ポッキーに塗られた毒
謎の女(同じクラス)からの告白の際、
全財産(326円)を失った俺は、日課となっている昼休みに購買でポッキーを買うこともできずにいた。
糖分をポッキーにより摂取できないことで溜まったイライラを、大人しく席について激しく貧乏揺すりをすることで紛らわしていた。
すると1人の男子生徒が話しかけてきた。
「おっ新平。今日はポッキー食べてないんだな」
こいつの名前は木原悠斗。何故かゆーちゃんと呼ばれると凄くキレる。
高校一年生で同じクラスになった時から俺の友達を自称している。鬱陶しいし胡散臭いから二年になって別のクラスに分けられることを願ったが、あいにく今年もクラスメイトだ。
当然、こいつの事も信用ならない。
未だ尻尾を出さないが、なにか裏があると俺は踏んでいる。
「実は俺ポッキー持ってんだ。食うだろ?一本やるよ」
そう言ってポッキーを差し出してきた。
なるほどな。古典的な手段だ。恐らく毒が塗ってあるのだろう。他の奴なら無理だろうが俺なら見抜ける。甘く見られたものだ。
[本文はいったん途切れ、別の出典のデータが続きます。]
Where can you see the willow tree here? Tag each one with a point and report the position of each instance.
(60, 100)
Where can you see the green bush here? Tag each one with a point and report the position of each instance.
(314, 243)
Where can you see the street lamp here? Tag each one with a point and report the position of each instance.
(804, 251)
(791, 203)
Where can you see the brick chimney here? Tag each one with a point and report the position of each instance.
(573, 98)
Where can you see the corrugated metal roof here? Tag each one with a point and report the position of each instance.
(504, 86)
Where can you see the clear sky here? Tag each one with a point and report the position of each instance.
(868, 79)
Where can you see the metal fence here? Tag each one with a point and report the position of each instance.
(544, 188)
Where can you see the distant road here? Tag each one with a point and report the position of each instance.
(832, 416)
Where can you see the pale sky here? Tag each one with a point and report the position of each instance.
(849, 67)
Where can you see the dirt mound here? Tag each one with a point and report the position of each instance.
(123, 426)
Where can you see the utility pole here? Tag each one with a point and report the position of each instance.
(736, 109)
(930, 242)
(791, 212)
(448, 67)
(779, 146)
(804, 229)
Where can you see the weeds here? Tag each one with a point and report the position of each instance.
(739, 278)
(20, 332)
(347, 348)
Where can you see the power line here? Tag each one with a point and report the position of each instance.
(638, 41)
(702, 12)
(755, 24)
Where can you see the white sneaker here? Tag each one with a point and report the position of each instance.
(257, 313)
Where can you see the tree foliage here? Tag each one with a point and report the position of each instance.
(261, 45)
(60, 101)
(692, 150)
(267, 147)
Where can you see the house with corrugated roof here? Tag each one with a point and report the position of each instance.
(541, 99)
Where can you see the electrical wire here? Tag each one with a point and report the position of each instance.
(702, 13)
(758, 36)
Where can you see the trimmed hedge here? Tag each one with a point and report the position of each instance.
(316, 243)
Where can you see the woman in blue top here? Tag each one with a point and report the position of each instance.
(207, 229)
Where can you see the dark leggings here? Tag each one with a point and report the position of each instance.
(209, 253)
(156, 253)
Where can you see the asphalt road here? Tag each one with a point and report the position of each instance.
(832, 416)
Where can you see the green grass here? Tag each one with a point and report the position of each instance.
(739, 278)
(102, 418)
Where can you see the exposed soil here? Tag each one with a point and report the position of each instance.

「ふん、そのポッキーをおれに食べさせたかったら、まずは自分で食べてみろ!」
「んあ?」
「ククク、できないのか?できないよなぁー!何故ならそのポッキーには毒が、、、っ!」
「いや、フツーに食えるけど」
パキッポリポリ。
「ば、バカなっ」
はっ!わかったぞ。奴は俺がこう言う事を予測して、わざと一口目には毒を塗らなかったのか。ならば本命は二口目である
中心部分、、、。
「おのれ策士め!しかし俺は見抜いているぞ!二口目以降には毒が塗られて、、、っ!」
「、、、くくっ!ぷっくく!、、、お前、最高っ!」
「なっ!笑うなっ。ええい何が可笑しい!」
堪らずといった様子で吹き出す木原悠斗は、残ったポッキーもポリポリと食べて自分の席に帰っていった。
「毒は塗られてなかったか。食っとけばよかった」
まぁ、危険は可能性から排除するべきだと納得し、午後の授業の準備を始めた。